Cybersecurity and Infrastructure Security Agency Director Christopher C. Krebs said the agency has been working with the intelligence community and cybersecurity partners to monitor Iranian cyber activity and ensure the U.S. and its allies are safe.
What might start as an account compromise, where you think you might just lose data, can quickly become a situation where you’ve lost your whole network.
The National Security Agency would not discuss Iranian cyber actions specifically; but said in a statement to the AP on Friday that “there have been serious issues with malicious Iranian cyber actions in the past.”
“In these times of heightened tensions, it is appropriate for everyone to be alert to signs of Iranian aggression in cyberspace and ensure appropriate defenses are in place,” the NSA said.
IT’S WAR WITH ONES AND ZEROS
Sergio Caltagirone, vice president of threat intelligence at Dragos Inc., said:
This is not a remote war (anymore). This is one where Iranians could quote unquote bring the war home to the United States.

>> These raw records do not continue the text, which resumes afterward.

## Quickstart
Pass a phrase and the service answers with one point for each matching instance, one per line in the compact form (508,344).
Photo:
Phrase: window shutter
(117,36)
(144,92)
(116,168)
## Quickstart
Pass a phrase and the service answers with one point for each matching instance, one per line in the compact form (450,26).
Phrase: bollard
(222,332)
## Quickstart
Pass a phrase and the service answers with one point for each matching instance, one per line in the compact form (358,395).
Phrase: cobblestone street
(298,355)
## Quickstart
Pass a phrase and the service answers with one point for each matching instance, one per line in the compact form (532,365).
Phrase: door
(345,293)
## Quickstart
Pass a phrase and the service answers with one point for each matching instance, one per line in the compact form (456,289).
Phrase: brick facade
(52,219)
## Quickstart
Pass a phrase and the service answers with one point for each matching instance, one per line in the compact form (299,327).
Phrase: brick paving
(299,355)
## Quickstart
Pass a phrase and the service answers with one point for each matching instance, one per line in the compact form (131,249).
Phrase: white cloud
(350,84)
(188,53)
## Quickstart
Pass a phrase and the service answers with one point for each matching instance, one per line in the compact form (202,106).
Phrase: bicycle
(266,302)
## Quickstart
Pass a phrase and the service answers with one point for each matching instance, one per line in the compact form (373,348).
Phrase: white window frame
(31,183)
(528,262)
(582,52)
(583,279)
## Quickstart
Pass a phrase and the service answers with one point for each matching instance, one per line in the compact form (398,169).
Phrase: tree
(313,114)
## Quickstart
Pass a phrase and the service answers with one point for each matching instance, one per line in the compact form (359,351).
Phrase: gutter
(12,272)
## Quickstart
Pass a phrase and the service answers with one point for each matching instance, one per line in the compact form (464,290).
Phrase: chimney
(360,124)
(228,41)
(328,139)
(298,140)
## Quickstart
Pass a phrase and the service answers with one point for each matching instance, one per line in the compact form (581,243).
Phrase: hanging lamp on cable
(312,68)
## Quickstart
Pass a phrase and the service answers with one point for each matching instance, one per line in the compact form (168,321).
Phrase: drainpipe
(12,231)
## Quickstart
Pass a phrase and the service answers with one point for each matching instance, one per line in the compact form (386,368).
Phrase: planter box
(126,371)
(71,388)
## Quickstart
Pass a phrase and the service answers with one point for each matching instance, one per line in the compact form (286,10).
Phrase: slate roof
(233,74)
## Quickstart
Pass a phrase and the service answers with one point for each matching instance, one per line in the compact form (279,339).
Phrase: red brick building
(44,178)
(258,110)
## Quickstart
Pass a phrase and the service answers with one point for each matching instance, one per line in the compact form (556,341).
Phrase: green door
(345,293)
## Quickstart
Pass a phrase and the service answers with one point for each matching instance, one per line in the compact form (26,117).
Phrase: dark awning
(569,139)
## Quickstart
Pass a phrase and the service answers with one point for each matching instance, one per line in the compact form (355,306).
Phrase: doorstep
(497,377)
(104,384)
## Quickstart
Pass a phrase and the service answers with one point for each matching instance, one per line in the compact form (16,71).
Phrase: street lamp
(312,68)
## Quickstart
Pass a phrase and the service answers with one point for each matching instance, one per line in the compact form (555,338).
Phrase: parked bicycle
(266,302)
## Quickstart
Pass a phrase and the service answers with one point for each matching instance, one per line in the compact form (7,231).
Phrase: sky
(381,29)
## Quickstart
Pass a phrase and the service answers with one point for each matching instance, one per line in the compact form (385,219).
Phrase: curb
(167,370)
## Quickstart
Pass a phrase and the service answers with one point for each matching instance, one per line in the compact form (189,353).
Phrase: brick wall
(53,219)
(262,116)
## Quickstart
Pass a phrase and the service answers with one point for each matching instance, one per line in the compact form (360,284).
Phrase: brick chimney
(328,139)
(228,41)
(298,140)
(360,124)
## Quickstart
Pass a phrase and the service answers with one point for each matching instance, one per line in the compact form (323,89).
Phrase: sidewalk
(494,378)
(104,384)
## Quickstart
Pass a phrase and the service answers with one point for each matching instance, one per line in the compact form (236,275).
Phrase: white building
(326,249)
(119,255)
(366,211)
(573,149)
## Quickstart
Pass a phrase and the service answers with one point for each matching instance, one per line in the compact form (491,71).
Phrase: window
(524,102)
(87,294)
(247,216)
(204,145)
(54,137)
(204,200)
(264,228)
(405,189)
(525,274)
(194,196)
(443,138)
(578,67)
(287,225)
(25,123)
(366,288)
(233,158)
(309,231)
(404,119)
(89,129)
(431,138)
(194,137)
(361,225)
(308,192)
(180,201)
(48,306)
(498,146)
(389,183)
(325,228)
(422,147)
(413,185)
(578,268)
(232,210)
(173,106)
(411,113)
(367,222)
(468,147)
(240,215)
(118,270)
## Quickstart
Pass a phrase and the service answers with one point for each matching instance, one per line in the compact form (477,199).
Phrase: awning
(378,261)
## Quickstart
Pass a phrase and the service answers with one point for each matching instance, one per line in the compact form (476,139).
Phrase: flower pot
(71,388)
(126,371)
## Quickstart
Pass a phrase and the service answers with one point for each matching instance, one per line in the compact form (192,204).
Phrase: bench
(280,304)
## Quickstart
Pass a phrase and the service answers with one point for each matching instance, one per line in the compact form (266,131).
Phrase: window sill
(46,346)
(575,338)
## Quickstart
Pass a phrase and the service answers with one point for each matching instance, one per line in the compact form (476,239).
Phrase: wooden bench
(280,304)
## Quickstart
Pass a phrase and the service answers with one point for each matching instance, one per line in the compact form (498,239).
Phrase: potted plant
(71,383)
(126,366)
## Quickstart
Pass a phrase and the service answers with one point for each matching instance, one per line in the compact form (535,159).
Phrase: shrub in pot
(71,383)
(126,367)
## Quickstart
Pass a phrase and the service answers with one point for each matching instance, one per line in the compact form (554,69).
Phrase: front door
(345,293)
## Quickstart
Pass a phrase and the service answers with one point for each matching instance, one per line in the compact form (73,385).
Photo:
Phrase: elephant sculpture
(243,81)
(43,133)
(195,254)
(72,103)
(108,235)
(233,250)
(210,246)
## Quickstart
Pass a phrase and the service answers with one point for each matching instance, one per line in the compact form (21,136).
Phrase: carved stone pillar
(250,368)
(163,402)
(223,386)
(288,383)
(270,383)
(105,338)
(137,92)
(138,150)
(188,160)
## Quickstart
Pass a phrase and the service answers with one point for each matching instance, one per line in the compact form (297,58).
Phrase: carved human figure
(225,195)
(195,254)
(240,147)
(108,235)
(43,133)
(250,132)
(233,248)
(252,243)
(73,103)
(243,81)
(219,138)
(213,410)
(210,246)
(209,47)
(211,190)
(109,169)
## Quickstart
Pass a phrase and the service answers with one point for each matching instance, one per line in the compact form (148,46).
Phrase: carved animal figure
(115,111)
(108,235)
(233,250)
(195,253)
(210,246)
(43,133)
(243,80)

Caltagirone said as nations increase their abilities to engage offensively in cyberspace, the ability of the United States to pick a fight internationally and have that fight stay out of the United States physically is increasingly reduced.
Iran has shown a willingness to conduct destructive campaigns. Iranian hackers in 2012 launched an attack against state-owned oil company Saudi Aramco. they released a virus that erased data on 30,000 computers and left an image of a burning American flag on screens.

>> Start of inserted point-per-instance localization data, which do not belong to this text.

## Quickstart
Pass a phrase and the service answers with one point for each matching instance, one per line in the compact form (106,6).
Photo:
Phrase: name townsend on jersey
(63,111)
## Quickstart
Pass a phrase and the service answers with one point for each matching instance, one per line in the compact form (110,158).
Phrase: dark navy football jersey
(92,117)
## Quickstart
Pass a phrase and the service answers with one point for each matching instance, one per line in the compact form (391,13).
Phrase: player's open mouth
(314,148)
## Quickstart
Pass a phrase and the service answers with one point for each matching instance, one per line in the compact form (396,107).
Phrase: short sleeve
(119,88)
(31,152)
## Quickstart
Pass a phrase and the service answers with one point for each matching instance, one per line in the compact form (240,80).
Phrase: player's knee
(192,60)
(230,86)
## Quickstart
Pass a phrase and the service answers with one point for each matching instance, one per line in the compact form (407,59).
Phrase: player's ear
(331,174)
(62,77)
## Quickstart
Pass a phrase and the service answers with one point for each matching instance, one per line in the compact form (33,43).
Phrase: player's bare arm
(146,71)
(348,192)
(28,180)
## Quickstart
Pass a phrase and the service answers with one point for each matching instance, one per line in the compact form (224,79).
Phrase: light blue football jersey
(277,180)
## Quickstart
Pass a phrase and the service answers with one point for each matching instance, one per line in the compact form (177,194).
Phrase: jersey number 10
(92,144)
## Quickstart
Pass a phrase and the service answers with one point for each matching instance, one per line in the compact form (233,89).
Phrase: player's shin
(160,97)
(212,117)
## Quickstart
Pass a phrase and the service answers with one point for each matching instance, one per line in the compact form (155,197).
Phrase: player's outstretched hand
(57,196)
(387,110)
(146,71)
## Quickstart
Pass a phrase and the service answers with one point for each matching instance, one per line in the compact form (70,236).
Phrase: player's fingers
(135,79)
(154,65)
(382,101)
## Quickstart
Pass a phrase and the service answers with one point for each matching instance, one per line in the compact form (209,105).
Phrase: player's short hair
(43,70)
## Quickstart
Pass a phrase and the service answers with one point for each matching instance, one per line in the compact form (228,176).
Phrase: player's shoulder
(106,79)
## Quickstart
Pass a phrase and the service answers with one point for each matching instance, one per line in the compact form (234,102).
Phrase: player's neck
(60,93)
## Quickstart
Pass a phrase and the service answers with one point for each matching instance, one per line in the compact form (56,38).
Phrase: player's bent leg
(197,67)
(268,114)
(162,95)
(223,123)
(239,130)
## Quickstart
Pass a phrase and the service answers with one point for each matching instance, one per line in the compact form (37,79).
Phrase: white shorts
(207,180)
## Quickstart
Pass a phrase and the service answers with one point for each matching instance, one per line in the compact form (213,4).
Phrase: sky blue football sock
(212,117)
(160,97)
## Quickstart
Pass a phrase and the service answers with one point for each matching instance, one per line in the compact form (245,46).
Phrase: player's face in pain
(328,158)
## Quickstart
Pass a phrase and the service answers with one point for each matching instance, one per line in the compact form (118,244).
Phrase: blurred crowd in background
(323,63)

In 2016, the U.S. indicted Iranian hackers for a series of punishing cyberattacks on U.S. banks; as well as on a small dam outside of New York City.

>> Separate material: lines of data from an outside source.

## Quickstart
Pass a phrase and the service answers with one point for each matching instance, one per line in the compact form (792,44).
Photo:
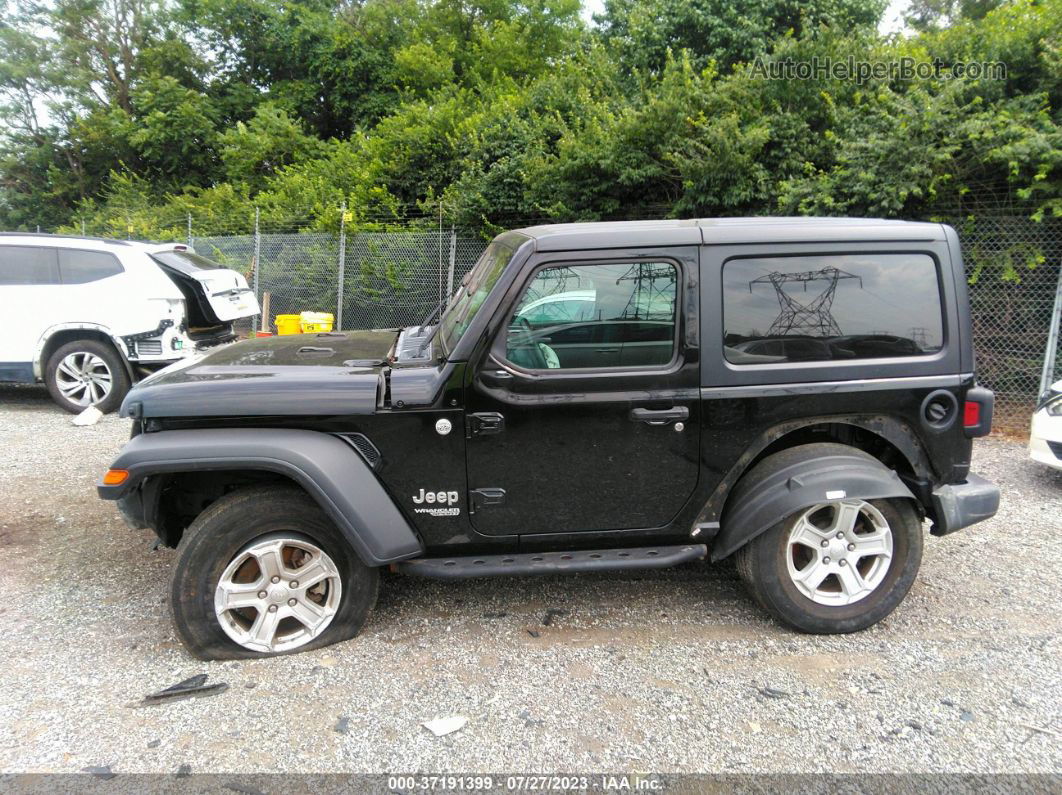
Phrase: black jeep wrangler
(798,393)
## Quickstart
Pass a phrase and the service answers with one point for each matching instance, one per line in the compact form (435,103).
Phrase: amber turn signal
(115,477)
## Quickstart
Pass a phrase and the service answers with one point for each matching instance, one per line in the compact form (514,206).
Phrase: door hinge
(483,497)
(483,424)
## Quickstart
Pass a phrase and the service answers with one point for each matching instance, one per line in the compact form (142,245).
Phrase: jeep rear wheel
(262,572)
(836,567)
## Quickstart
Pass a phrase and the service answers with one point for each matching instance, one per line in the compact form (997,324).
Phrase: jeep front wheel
(836,567)
(262,572)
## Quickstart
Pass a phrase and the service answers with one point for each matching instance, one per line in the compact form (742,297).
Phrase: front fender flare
(797,479)
(329,469)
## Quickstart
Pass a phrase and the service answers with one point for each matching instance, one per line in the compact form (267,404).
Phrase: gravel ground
(669,671)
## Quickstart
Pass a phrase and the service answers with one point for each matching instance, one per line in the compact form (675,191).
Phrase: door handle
(660,416)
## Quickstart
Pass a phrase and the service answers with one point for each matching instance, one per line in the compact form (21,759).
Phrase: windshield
(473,292)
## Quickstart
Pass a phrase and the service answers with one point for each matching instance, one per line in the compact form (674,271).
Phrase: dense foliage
(123,116)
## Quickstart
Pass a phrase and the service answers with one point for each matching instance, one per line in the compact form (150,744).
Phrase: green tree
(724,31)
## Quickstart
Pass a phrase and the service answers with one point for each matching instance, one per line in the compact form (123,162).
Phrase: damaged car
(90,317)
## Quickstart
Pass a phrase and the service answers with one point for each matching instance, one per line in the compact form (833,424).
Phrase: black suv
(797,393)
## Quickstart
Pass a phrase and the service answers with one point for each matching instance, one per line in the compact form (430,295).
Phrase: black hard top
(726,230)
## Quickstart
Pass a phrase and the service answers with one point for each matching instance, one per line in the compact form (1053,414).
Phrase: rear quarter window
(78,266)
(832,307)
(27,264)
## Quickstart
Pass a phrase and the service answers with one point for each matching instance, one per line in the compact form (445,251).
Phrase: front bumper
(131,508)
(1045,439)
(958,505)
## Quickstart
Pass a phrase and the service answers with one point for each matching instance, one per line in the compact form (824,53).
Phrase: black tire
(104,351)
(761,564)
(233,523)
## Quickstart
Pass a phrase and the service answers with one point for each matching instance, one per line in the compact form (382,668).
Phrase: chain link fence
(1013,273)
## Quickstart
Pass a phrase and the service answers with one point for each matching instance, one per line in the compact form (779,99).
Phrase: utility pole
(449,275)
(342,266)
(256,265)
(1050,352)
(440,251)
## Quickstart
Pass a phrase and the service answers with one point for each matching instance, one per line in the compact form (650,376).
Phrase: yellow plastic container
(312,322)
(289,324)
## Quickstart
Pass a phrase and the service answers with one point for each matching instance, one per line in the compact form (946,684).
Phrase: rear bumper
(958,505)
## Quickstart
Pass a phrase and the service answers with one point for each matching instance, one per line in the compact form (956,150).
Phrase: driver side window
(600,315)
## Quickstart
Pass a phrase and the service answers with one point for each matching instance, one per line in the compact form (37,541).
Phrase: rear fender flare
(797,479)
(326,467)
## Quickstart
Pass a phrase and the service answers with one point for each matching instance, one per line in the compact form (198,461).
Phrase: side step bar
(553,563)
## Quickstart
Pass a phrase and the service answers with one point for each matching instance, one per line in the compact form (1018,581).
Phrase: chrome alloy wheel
(838,553)
(278,593)
(84,378)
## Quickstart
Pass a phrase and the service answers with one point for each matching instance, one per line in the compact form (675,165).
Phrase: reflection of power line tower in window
(918,335)
(815,318)
(653,289)
(553,280)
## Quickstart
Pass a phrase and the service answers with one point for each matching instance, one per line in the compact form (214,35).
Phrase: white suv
(91,316)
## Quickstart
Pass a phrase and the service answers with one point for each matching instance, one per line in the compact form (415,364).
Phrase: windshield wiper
(434,313)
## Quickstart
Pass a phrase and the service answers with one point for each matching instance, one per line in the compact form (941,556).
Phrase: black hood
(335,373)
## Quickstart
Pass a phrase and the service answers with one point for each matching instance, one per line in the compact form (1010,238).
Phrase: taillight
(977,412)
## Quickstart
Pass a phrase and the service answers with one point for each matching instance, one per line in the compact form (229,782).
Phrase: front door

The Defense Department refused to comment on the latest Iranian activity.
Pentagon spokeswoman Heather Babb said in a statement:
As a matter of policy and for operational security, we do not discuss cyberspace operations, intelligence or planning.
The White House did not respond to a request for comment.
Despite the apparent cyber campaign, experts say the Iranians would not necessarily immediately exploit any access they gain into computer systems. Instead, they may seek to maintain future capabilities should their relationship with the U.S. further deteriorate.
“It’s important to remember that cyber is not some magic offensive nuke you can fly over and drop one day,” said Oren Falkowitz, a former National Security Agency analyst. It takes years of planning, he said, but as tensions increase, “cyber impact is going to be one of the tools they use and one of the hardest things to defend against.”